Early history of The Seminole Tribe
After the Spanish conquest in the 16th century, the indigenous people of Florida were
decimated by disease, and it is believed that the few survivors were evacuated by the
Spanish to Cuba when Florida fell under British rule in 1763.
In the early 18th century, members of the Lower Creek Nation began migrating into Florida
to remove themselves from the dominance of the Upper Creeks, and intermingled with the few
remaining indigenous people there, including the Yuchi, Yamasee, and others. They went on
to be called "Seminole", a derivative of the Mvskoke (a Creek language) word
simano-li, an adaptation of the Spanish "cimarrón" which means "wild"
(in their case, "wild men"), or "runaway" [men]. The Seminole were a
heterogeneous tribe made up of mostly Lower Creeks from Georgia, Mikasuki-speaking
Muskogees, and escaped African American slaves, and to a lesser extent, white Europeans
and Indians from other tribes. The unified Seminole spoke two languages, Creek and
Mikasuki (a modern dialect similar to Hitchiti), two different members of the Muskogean
Native American languages family, a language group that also includes Choctaw and
Chickasaw. It is largely on linguistic grounds that the modern Miccosukee Tribe of Indians
of Florida maintain their separate identity today.

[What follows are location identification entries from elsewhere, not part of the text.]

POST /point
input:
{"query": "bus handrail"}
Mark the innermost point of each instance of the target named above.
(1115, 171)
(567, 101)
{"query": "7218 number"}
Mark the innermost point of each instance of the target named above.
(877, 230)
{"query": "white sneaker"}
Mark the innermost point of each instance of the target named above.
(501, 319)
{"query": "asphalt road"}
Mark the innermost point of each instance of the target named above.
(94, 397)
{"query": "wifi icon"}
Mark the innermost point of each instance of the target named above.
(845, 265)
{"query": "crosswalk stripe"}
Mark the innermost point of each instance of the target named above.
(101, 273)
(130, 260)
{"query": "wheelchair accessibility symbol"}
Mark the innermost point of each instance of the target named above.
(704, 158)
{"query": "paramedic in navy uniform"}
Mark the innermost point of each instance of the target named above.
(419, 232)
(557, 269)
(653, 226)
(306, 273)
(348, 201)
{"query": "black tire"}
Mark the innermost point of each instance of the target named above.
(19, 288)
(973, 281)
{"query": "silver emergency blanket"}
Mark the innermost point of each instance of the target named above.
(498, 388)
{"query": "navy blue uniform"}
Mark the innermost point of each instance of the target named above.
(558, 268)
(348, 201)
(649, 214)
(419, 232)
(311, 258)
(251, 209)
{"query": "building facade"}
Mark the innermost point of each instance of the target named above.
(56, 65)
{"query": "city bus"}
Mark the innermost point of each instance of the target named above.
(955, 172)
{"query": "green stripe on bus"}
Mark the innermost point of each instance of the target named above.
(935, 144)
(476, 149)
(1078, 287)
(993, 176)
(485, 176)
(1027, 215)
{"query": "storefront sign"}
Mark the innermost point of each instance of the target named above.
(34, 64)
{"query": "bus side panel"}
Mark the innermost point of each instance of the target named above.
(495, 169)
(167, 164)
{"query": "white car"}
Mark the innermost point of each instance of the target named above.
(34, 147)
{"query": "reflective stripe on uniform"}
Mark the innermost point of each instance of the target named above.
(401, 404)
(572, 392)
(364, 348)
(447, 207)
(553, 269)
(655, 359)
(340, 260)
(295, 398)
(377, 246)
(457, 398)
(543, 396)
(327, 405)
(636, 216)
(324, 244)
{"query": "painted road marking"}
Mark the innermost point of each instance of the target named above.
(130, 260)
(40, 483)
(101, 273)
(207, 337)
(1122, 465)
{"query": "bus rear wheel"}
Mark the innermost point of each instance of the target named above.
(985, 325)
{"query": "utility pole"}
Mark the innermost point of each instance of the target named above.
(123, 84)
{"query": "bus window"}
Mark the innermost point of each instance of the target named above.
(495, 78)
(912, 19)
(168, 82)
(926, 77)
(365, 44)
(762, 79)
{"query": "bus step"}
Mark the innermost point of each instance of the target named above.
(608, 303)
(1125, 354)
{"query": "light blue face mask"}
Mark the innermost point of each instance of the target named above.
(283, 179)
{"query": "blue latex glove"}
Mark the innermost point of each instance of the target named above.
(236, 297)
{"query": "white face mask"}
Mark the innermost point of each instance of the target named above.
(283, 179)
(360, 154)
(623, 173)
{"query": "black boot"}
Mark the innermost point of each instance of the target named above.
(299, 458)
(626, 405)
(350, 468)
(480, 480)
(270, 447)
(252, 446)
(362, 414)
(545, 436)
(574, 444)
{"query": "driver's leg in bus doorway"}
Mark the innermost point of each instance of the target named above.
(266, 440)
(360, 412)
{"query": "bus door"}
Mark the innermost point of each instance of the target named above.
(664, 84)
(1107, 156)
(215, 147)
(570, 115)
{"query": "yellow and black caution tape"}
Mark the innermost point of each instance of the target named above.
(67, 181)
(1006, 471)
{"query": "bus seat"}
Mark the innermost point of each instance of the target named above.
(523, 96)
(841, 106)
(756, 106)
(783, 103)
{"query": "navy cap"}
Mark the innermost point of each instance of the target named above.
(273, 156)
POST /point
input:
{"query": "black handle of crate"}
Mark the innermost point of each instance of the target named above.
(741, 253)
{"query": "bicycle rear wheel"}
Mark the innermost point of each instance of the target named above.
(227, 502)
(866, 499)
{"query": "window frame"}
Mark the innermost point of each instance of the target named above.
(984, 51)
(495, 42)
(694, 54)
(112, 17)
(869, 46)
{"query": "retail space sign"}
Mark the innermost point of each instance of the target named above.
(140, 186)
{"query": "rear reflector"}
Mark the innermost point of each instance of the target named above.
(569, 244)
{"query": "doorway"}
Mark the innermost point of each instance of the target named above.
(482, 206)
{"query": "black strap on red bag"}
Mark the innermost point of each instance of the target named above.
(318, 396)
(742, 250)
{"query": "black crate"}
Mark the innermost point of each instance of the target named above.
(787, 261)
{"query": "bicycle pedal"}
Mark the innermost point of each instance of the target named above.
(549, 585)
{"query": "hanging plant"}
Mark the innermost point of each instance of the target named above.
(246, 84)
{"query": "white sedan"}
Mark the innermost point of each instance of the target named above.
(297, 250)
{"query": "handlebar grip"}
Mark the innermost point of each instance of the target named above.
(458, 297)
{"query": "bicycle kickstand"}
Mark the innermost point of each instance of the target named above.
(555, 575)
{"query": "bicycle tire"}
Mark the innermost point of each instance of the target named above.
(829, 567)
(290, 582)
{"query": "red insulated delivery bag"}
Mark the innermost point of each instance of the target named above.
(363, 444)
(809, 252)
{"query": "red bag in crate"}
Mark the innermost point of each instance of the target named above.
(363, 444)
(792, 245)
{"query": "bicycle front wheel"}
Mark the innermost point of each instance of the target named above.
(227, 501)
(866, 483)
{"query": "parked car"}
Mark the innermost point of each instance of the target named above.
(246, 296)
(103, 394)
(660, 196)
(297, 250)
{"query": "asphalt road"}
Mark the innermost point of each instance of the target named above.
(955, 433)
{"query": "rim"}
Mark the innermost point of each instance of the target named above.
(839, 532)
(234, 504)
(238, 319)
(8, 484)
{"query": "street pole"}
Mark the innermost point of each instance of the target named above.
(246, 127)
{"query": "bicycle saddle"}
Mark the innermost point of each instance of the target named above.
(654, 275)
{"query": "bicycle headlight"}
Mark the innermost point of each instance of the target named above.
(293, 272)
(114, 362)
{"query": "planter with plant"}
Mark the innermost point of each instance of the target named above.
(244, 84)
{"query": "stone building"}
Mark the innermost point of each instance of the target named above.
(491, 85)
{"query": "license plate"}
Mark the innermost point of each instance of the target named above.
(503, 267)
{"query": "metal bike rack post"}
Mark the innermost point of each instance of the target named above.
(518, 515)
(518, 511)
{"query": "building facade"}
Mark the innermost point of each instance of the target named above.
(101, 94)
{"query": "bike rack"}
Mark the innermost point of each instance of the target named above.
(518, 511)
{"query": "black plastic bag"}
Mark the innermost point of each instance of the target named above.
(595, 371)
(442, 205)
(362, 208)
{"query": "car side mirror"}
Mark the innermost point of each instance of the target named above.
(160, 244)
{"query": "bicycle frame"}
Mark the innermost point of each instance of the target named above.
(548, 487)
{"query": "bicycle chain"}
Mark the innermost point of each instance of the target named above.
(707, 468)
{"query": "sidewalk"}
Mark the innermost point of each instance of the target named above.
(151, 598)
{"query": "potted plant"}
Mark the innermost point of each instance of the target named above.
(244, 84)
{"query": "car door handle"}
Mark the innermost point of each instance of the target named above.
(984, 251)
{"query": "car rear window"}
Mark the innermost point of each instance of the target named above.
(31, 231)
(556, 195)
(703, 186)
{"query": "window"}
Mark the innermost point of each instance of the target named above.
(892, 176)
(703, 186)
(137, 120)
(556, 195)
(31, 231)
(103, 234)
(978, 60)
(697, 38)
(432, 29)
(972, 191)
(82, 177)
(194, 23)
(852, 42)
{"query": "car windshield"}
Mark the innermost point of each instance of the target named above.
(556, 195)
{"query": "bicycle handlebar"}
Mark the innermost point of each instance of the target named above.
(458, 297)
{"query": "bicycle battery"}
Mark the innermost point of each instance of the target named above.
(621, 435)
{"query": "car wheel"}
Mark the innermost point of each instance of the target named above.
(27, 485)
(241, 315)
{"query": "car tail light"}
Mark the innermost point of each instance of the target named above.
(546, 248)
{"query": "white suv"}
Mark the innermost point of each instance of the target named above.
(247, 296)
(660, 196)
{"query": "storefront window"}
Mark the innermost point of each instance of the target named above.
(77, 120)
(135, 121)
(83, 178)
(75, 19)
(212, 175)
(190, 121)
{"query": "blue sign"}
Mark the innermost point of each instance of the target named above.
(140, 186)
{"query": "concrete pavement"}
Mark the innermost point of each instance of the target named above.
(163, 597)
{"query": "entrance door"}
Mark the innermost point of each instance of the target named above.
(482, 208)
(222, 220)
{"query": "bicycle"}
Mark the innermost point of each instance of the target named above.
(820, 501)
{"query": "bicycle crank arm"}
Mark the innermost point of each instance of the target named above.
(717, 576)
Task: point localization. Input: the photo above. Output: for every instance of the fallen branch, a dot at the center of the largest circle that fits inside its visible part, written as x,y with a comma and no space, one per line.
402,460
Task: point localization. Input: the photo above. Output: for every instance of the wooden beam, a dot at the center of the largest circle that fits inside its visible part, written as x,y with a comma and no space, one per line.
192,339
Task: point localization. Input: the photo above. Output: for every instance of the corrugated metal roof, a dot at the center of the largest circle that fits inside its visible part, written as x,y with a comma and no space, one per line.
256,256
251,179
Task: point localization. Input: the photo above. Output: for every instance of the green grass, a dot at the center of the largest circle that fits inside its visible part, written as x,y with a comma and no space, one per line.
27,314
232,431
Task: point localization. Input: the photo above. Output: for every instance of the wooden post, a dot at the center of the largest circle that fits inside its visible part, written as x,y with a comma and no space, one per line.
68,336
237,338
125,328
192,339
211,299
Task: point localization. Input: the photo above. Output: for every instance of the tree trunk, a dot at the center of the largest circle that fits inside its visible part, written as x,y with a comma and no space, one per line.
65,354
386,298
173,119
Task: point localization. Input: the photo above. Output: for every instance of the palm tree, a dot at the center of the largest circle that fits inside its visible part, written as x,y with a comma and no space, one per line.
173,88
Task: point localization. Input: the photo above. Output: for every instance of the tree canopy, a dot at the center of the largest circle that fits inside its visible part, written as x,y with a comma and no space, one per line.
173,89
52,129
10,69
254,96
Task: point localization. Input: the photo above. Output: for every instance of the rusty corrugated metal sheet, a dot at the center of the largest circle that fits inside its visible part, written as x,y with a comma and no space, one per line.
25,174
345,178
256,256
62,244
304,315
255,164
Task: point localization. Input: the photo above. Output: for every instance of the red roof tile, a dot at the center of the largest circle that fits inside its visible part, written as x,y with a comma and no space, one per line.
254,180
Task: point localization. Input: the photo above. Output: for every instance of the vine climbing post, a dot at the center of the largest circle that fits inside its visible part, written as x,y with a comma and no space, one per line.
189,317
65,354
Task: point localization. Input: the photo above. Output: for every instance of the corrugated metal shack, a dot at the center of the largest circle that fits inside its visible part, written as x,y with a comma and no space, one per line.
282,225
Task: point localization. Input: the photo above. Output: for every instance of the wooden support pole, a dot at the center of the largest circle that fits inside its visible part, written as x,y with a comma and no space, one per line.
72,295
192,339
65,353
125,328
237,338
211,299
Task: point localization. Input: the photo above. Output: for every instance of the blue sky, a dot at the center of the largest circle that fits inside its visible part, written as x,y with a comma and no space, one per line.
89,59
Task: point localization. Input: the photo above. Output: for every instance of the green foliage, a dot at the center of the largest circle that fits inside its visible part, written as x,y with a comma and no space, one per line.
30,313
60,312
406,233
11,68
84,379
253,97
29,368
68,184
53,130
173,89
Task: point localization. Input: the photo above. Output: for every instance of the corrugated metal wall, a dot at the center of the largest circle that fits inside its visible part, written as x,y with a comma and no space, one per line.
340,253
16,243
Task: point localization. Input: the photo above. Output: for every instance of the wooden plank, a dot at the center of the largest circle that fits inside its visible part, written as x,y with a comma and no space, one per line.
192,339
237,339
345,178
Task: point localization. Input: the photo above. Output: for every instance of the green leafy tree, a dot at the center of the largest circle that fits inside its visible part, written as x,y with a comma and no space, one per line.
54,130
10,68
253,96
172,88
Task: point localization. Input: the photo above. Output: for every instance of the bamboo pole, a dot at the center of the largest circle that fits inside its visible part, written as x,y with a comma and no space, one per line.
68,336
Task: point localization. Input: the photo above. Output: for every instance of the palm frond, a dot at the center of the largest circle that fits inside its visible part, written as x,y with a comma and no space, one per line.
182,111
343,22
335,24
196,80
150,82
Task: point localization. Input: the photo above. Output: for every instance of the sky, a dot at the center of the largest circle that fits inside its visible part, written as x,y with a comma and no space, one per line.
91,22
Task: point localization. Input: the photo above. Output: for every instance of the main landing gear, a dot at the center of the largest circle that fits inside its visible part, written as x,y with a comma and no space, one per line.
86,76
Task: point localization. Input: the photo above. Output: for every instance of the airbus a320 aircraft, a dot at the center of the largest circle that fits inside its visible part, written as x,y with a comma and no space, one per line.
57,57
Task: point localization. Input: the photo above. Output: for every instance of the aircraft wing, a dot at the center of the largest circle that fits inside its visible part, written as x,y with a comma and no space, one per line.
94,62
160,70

The Seminole were apparently on good terms with both the Spanish and the British. In 1784,
the treaty ending the American Revolutionary War returned all of Florida to Spanish
control. However, the Spanish Empire's decline allowed the Seminole to settle deeper into
Florida.
The Seminole Wars
After attacks by Spanish settlers on Indian towns, Indians based in Florida began raiding
Georgia settlements, purportedly at the behest of the Spanish. The U.S. Army led
increasingly frequent incursions into Spanish territory to recapture escaped slaves,
including the 18171818 campaign against the Seminole Indians by Andrew Jackson that
became known as the First Seminole War. Following the war, the United States effectively
controlled East Florida.
The Adams-Onís Treaty [1] was signed between the United States and Spain in 1819 and took
effect in 1821. According to the terms of the treaty, the United States acquired Florida
and, in exchange, renounced all claims to Texas. Andrew Jackson was named military
governor of Florida. As American settlement increased after the treaty, pressure grew on
the Federal government to remove the Indians from their lands in Florida. Many Indian
tribes harbored runaway black slaves, and the settlers wanted access to Indian lands.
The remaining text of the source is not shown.